Schillaci Messina figurinha 2

A trajetória meteórica de Salvatore Schillaci começa em 1982 no profissional do Messina. Ele tinha 18 anos e tentava se firmar no time principal. Eram tempos complicados e o clube siciliano amargava campanhas na terceira divisão. Foram quatro anos de Totò disputando jogos perdidos na terceirona, até que ele finalmente estourou em 1986, empurrando o clube giallorosso até o acesso.

Juntamente com Parma, Modena e Taranto, o Messina voltava para a segunda liga. Presente em 31 das partidas da sua equipe no campeonato, Schillaci anotou 11 gols. Queria uma estreia convincente na Serie B, mas não conseguiu impressionar e fez apenas três quando o nível de competição subiu. Já na temporada seguinte, em 1987-88, anotou 13 gols, jogando quase todos os compromissos do Messina na Serie B. A campanha, no entanto, era ruim: os sicilianos ficaram apenas em 12º, longe do acesso.

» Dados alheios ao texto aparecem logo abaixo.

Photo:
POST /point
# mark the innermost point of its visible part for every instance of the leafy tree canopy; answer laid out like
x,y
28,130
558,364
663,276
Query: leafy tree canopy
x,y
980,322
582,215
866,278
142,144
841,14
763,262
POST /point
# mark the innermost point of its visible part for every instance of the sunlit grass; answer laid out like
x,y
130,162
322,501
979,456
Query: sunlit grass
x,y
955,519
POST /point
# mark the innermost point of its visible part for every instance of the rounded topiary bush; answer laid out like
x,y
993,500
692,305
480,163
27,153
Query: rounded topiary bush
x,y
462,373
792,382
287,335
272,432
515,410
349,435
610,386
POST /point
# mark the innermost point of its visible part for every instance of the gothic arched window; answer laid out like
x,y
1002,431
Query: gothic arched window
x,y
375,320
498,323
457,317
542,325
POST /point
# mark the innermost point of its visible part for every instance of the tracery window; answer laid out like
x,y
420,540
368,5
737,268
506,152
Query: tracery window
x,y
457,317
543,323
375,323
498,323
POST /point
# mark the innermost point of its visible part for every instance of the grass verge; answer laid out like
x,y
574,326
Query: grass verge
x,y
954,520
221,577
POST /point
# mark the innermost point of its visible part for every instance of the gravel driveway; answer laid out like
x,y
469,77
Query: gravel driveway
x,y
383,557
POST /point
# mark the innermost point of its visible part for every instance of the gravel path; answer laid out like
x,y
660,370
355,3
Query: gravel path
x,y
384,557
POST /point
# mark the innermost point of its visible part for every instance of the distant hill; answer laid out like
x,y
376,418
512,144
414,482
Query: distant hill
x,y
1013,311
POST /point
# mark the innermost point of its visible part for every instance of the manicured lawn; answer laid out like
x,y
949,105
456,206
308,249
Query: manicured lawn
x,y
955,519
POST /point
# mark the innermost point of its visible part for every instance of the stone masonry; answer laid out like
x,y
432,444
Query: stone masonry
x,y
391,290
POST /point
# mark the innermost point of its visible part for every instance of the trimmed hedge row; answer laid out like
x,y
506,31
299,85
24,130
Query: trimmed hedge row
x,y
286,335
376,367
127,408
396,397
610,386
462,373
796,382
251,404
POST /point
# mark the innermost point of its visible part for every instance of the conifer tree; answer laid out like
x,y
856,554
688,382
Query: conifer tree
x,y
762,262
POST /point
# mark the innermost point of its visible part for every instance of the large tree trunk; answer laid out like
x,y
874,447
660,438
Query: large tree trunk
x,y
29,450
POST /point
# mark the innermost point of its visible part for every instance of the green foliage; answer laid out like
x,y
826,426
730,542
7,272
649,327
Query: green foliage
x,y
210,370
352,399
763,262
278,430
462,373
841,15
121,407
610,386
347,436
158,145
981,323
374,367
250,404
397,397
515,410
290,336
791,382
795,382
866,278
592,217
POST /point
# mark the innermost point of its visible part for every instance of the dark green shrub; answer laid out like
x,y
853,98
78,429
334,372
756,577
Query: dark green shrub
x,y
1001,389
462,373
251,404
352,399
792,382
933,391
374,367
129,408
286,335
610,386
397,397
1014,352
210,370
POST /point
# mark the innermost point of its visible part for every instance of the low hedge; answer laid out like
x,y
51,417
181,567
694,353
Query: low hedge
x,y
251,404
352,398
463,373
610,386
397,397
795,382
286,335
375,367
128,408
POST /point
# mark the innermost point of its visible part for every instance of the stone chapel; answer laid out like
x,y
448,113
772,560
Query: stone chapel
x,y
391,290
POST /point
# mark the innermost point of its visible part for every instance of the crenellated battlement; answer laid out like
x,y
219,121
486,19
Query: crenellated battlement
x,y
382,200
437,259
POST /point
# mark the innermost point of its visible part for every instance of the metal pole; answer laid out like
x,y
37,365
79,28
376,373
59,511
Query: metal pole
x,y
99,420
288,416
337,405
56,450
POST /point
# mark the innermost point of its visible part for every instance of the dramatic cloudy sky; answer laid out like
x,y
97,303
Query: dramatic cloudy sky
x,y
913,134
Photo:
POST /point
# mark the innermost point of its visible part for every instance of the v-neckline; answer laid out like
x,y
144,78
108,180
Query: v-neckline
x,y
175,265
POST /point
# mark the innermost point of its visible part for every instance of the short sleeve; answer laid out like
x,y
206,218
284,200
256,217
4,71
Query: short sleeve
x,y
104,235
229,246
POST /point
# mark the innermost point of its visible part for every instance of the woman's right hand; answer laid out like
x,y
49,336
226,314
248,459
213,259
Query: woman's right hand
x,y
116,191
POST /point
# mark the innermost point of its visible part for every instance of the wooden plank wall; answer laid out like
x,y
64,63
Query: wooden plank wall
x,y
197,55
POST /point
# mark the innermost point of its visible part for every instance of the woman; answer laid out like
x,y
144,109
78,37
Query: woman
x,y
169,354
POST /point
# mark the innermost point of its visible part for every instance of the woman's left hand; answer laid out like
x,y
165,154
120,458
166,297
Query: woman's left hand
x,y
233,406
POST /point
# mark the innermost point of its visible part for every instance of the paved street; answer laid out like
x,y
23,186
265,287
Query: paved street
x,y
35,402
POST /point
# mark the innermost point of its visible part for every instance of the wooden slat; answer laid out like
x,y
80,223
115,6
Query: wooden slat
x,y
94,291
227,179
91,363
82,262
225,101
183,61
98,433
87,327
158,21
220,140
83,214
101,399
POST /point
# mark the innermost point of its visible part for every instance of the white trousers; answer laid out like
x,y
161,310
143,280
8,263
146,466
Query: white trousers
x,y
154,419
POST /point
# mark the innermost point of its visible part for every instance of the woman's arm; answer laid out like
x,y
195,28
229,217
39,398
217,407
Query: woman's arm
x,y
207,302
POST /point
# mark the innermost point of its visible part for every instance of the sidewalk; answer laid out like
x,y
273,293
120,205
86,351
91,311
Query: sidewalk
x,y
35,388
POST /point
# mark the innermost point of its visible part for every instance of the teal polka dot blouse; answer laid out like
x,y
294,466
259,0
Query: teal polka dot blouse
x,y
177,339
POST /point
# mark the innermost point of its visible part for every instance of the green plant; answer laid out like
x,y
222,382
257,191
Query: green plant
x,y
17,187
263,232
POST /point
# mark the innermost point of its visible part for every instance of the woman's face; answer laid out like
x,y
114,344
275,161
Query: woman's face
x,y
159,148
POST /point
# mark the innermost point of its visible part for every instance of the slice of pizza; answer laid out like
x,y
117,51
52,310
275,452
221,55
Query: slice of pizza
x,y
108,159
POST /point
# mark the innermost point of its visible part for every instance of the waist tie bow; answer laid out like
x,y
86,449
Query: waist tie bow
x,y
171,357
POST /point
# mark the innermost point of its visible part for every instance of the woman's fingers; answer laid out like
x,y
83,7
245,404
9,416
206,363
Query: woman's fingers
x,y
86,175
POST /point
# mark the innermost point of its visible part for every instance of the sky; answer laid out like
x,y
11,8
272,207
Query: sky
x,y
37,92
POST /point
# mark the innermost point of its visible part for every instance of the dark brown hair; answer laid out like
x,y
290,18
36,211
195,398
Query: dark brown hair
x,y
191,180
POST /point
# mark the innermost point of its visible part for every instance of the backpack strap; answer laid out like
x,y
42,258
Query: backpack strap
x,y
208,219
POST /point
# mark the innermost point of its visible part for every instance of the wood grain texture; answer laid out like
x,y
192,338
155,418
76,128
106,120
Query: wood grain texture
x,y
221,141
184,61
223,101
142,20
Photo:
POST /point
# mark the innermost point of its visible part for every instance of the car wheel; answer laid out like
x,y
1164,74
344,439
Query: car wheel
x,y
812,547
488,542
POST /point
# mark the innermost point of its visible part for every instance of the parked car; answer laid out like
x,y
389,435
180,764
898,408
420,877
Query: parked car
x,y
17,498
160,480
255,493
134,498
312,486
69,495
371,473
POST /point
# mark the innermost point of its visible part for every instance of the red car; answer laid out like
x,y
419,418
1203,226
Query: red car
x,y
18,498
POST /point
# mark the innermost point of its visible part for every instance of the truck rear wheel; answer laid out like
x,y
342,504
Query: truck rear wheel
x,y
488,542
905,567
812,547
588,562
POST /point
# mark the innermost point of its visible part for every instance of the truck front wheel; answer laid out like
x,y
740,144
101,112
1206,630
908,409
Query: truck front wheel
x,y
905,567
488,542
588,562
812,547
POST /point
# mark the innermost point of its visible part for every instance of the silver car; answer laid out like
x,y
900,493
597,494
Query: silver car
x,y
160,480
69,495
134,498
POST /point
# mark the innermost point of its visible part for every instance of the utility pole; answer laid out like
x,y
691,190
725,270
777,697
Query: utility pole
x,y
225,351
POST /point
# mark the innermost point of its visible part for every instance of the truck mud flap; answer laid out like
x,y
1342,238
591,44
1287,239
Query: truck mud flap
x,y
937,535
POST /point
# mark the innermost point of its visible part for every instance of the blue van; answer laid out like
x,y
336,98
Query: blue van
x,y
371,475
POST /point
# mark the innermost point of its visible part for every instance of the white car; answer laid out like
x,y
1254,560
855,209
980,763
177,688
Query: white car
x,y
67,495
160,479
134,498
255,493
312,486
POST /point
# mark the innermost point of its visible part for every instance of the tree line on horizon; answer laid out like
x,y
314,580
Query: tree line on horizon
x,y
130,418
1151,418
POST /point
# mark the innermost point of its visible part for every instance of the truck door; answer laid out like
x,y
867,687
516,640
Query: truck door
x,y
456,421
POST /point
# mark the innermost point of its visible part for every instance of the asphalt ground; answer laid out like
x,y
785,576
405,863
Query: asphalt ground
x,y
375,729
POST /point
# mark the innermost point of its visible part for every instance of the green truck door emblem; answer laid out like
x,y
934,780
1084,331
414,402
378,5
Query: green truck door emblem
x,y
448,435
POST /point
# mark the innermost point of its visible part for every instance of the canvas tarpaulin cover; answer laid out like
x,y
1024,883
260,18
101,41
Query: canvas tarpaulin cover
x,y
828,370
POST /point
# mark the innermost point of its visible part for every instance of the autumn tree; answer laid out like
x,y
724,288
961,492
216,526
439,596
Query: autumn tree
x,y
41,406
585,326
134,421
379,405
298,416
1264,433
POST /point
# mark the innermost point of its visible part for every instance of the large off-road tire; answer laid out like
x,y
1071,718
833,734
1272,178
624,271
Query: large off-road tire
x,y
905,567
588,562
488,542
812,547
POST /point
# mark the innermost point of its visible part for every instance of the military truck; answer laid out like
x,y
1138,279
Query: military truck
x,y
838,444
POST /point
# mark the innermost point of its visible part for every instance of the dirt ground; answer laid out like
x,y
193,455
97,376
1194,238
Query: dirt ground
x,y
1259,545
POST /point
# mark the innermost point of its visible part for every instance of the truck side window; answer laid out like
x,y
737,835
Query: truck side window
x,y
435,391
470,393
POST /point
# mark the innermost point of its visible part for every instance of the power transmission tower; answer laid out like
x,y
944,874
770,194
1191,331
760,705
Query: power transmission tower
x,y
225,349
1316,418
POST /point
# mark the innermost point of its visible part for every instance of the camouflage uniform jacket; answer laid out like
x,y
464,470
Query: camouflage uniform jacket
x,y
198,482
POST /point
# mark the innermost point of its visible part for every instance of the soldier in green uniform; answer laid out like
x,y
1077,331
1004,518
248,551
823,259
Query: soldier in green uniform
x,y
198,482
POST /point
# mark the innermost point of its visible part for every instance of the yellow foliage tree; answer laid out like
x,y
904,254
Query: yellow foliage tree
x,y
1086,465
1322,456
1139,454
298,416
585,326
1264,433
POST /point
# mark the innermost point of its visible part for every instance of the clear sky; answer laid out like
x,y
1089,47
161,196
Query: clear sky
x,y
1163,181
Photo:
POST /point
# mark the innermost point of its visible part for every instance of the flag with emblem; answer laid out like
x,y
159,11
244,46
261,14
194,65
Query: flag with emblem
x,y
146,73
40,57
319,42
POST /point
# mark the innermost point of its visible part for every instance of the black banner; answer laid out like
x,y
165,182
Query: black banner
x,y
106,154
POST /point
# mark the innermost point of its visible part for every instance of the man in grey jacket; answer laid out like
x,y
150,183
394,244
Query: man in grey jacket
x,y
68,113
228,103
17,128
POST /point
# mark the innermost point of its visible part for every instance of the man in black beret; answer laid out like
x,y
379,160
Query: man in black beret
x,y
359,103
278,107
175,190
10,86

Schillaci naquela altura já era capitão e artilheiro do time, quando em 1988-89, fez sua melhor temporada na carreira. Sob o comando de Zdenek Zeman, o Messina ficou em nono e Totò foi o artilheiro com 23 gols, pulverizando a concorrência. O segundo artilheiro, Antonio De Vitis, da Udinese, anotou apenas 15. Cobiçado pelos grandes, o centroavante assinou com a Juventus em 1989 e a transferência mudou a sua vida por completo.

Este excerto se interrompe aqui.